The strongman leadership of Chinese President Xi Jinping is important in understanding China today and its likely trajectory, as is the country’s response to the COVID-19 pandemic. But the four ACGT forces have a significance that extends beyond any one leader or crisis. They shape Beijing’s idea of its place in a reconstituted world order, in which China would take a preeminent role in Asia and export its model of economic investment, which draws on communitarian ideas of development and is indifferent to liberal norms (although not always actively hostile to them). To legitimize its approach, China often turns to history, invoking its premodern past, for example, or reinterpreting the events of World War II. China’s increasingly authoritarian direction under Xi offers only one possible future for the country. To understand where China could be headed, observers must pay attention to the major elements of Chinese power and the frameworks through which that power is both expressed and imagined.

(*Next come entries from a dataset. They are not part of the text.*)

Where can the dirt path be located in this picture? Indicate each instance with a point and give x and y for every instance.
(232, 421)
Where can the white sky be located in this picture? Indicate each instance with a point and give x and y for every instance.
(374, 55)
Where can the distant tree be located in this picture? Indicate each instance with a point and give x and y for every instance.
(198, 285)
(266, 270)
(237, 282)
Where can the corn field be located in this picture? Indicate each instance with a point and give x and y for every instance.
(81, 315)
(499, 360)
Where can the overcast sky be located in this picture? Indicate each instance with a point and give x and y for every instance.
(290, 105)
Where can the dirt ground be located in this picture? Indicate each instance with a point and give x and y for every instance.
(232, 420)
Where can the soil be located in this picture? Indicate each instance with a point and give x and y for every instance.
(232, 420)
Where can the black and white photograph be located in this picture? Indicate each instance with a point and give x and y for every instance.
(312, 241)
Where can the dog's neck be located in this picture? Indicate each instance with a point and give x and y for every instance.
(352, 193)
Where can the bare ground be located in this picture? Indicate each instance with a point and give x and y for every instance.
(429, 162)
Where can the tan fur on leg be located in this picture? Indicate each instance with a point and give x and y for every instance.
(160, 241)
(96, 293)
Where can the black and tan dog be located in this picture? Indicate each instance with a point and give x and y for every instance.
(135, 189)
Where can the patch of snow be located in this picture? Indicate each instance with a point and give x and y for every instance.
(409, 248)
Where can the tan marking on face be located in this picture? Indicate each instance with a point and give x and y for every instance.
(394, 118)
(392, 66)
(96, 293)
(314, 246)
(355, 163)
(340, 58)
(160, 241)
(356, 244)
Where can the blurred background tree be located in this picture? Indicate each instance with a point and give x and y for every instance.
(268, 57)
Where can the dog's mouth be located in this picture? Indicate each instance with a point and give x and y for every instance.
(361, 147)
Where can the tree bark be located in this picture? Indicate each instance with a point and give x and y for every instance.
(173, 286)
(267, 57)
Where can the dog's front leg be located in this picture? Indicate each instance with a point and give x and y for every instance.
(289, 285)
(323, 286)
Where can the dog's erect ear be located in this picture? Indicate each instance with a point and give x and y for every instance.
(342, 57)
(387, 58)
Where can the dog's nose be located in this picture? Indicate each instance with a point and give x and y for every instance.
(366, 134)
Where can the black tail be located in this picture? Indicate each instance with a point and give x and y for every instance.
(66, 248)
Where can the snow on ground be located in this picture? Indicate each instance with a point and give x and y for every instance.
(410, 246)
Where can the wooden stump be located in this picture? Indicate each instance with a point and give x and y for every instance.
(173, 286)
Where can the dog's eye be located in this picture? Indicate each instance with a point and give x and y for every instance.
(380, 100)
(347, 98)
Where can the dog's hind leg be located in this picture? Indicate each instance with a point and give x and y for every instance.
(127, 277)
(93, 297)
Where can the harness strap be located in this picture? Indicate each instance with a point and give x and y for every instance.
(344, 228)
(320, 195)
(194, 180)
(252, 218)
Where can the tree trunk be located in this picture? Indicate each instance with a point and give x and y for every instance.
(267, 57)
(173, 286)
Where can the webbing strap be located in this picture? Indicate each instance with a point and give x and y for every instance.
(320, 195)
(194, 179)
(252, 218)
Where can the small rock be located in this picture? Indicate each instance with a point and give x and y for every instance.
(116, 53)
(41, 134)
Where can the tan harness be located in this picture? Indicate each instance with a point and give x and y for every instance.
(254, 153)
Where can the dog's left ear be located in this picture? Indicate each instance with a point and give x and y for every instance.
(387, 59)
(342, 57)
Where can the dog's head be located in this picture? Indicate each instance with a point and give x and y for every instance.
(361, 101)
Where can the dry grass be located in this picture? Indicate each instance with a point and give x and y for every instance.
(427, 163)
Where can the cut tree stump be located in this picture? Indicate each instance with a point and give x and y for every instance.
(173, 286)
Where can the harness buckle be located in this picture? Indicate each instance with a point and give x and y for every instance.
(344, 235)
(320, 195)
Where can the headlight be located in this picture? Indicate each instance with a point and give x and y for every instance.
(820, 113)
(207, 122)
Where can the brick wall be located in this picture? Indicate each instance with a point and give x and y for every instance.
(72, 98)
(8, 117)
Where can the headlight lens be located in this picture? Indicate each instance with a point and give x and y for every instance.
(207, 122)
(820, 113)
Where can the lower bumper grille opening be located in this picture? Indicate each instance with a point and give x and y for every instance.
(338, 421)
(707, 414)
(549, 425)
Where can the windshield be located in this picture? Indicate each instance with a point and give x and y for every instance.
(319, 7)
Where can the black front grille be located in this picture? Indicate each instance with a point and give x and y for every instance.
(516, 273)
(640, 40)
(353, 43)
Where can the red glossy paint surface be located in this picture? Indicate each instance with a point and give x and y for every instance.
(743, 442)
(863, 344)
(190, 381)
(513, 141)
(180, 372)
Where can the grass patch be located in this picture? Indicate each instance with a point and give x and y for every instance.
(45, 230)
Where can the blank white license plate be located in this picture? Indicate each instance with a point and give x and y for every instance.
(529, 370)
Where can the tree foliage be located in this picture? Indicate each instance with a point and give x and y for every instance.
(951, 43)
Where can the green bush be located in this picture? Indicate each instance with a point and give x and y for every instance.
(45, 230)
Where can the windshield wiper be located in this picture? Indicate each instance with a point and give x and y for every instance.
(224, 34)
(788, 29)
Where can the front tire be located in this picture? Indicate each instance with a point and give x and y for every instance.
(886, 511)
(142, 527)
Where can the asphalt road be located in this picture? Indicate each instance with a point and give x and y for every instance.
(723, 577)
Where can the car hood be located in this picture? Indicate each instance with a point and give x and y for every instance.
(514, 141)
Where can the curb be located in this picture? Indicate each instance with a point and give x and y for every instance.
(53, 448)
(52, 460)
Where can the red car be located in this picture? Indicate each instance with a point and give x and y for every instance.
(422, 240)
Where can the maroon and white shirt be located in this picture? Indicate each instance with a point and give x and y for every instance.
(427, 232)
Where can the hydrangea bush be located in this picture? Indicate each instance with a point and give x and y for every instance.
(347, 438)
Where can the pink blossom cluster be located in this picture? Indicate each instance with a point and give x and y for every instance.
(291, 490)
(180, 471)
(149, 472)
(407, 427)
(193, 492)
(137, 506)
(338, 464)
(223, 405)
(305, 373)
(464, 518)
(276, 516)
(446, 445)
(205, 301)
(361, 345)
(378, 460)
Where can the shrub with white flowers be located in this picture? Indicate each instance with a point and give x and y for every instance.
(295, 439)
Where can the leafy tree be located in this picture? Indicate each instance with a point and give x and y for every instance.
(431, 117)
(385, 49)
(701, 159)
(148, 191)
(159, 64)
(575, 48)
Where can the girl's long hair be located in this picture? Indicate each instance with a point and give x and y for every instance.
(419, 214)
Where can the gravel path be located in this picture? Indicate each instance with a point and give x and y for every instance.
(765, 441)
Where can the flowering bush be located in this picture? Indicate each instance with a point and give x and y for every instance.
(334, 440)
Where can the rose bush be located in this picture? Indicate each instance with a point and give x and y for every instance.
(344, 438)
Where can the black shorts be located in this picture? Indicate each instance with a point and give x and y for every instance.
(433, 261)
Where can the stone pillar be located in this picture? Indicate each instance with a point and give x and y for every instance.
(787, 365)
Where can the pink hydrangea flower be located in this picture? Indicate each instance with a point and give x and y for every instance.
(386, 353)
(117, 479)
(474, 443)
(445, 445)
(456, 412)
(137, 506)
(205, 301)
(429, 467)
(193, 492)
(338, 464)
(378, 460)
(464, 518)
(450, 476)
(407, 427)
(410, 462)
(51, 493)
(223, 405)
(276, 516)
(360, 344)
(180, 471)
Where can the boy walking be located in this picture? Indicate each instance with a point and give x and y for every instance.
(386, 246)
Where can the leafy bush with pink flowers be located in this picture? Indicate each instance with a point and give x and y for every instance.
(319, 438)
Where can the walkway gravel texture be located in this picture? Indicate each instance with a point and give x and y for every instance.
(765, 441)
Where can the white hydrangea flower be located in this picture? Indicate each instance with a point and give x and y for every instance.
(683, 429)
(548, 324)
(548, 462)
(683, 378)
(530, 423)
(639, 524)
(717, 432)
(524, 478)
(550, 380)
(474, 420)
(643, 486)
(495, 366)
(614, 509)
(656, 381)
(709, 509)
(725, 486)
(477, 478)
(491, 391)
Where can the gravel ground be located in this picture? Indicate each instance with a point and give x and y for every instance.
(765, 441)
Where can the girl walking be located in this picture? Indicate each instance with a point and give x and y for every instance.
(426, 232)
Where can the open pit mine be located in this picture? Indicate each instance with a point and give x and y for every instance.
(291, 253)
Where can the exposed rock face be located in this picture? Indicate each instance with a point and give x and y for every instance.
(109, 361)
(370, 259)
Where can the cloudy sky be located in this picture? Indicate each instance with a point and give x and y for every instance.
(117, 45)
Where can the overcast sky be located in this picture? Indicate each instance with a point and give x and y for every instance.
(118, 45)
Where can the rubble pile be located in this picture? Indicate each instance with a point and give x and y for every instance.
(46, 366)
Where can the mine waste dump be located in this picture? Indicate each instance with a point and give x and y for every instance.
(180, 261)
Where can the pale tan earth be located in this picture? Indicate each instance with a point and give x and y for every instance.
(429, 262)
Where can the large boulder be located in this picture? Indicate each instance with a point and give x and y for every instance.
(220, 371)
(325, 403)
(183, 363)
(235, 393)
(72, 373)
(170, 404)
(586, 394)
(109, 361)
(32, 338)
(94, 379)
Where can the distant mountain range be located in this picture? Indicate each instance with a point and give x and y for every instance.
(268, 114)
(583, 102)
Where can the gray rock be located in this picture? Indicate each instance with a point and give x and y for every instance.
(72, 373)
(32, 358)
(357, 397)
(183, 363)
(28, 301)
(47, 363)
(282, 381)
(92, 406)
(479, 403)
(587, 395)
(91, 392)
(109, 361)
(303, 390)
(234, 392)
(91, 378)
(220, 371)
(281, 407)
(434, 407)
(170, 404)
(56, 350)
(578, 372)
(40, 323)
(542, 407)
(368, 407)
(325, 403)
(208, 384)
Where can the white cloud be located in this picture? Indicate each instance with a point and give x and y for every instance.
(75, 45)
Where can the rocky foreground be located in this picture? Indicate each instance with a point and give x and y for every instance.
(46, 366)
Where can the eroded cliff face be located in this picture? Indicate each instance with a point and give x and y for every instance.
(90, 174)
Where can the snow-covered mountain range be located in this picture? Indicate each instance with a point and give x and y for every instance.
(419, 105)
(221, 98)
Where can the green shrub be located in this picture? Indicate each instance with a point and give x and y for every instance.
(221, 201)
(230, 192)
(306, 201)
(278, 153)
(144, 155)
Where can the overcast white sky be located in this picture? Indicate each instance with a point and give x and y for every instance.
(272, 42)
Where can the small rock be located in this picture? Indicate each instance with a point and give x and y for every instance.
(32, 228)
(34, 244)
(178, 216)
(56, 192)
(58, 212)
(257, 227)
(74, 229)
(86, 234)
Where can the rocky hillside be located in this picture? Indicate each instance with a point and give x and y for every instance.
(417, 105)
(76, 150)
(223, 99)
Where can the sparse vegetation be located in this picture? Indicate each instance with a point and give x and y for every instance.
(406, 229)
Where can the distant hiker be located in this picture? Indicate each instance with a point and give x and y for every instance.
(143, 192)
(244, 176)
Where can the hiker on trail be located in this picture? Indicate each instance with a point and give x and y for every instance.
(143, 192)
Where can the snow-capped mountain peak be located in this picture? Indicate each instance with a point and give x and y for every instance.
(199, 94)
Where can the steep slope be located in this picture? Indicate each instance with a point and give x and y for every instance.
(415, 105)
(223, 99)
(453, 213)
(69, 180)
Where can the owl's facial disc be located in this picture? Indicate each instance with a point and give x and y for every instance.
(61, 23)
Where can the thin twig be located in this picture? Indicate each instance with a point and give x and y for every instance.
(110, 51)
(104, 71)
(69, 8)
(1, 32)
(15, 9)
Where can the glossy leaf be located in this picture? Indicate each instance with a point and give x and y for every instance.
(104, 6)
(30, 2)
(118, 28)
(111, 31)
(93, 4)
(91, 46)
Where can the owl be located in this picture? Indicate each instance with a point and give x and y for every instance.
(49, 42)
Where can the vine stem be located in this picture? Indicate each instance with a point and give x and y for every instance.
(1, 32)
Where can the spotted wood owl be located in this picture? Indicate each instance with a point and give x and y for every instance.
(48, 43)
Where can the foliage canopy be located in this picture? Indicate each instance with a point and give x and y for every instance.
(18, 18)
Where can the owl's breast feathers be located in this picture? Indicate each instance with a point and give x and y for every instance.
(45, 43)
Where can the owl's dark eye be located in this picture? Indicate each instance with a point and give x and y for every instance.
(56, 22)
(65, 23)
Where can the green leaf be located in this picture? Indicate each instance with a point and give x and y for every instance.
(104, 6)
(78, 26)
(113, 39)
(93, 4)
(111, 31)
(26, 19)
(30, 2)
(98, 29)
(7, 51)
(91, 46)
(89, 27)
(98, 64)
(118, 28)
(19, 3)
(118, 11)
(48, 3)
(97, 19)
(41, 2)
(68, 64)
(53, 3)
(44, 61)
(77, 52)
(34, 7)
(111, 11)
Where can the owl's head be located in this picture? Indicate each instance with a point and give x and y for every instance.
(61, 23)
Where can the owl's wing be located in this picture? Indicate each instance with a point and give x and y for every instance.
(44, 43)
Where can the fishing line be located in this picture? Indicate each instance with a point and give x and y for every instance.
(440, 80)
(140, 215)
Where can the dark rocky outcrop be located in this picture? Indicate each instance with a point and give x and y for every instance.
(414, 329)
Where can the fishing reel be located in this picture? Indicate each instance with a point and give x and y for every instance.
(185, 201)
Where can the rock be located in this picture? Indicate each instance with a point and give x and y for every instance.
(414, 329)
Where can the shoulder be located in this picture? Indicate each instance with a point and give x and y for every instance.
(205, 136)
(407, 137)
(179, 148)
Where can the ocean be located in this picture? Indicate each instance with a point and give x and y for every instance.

Chinese leaders don’t simply want to consolidate their rule at home. Their ambitions are global. This is not wholly new: the Nationalist leader Chiang Kai-shek and his Communist counterpart, Mao Zedong, both had visions of a major international role for their country in the 1940s and 1960s, respectively. Xi’s China, however, has combined international ambitions with economic, military, and technological power to achieve a genuinely global reach, from port facilities in Athens to a naval base in Djibouti to the rollout of 5G technology across the world. Xi declared in a 2017 speech to the 19th Party Congress that China would move unerringly closer to the “center stage” of world affairs.